Gen. Lloyd Austin, on the Raytheon Board, is yet another high-level Biden nominee enmeshed in D.C.’s corporatist “revolving door” of legalized influence-peddling.

Then-Commander of US Central Command Gen. Lloyd Austin III conducts a media briefing on Operation Inherent Resolve, the international military effort against (IS) Islamic State group, on October 17, 2014, at the Pentagon (Photo credit should read PAUL J. RICHARDS/AFP via Getty Images)

 

Joe Biden’s pick to be the next Secretary of Defense, according to reports on Monday night, is recently retired Gen. Lloyd J. Austin, III. The choice of Gen. Austin further erodes the once-sacred American norm that military officials will be barred from exercising control over the Pentagon until substantial time has passed after leaving active-duty military service.
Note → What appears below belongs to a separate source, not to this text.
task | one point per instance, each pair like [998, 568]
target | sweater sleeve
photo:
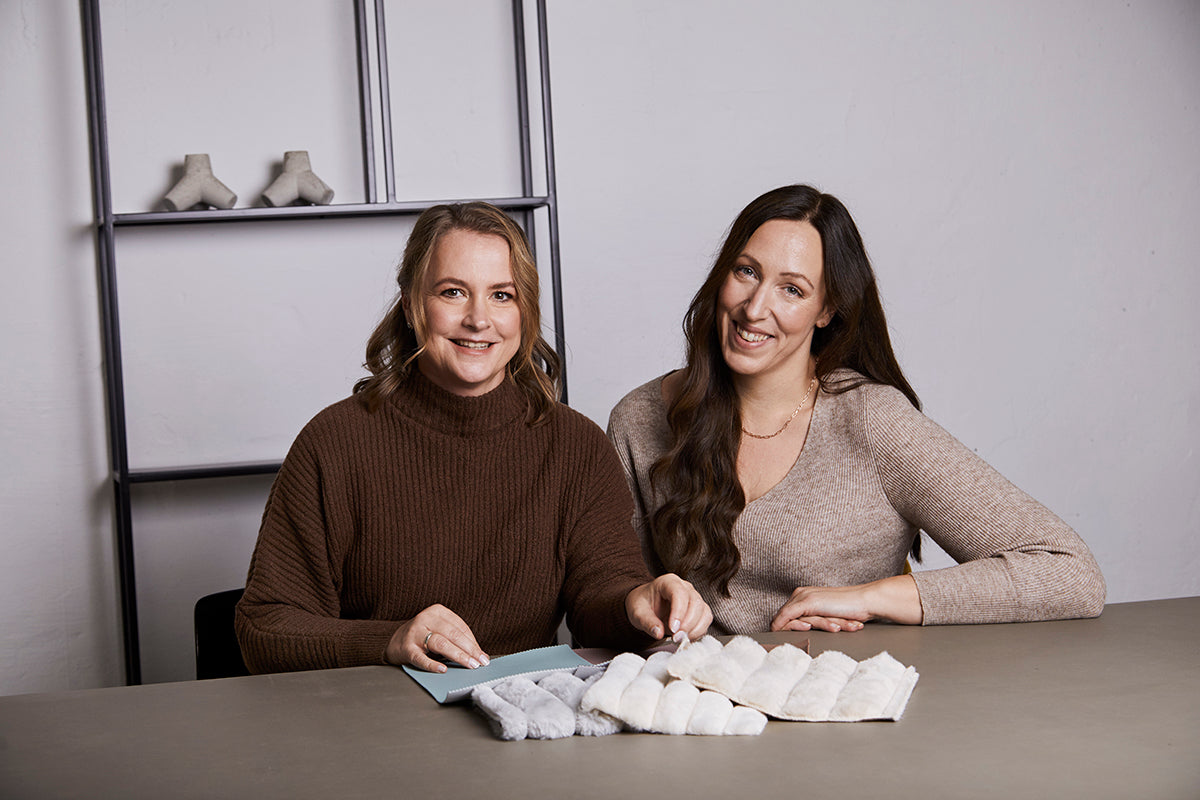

Before Gen. Austin can be confirmed, Biden will need a special waiver from Congress under the National Security Act of 1947. That law, a cornerstone of the post-World War II national security state, provides that “a person who has within ten years been on active duty as a commissioned officer in a Regular component of the armed services shall not be eligible for appointment as Secretary of Defense.” Enactment of the law after the war, explained the Congressional Research Service, was imperative to “preserve the principle of civilian control of the military at a time when the United States was departing from its century-and-a-half long tradition of a small standing military.” A 2008 law reduced that waiting period to seven years, but Gen. Austin, who retired from the U.S. Army only four years ago, in 2016, still falls well within its prohibition.

Biden’s choice of Gen. Austin was somewhat surprising in light of the widespread expectation that he would instead tap long-time Pentagon operative Michèle Flournoy, who would have made history as the first woman to run the Defense Department after serving as Obama’s Undersecretary of Defense for Policy, the Pentagon’s highest-ranking woman in history.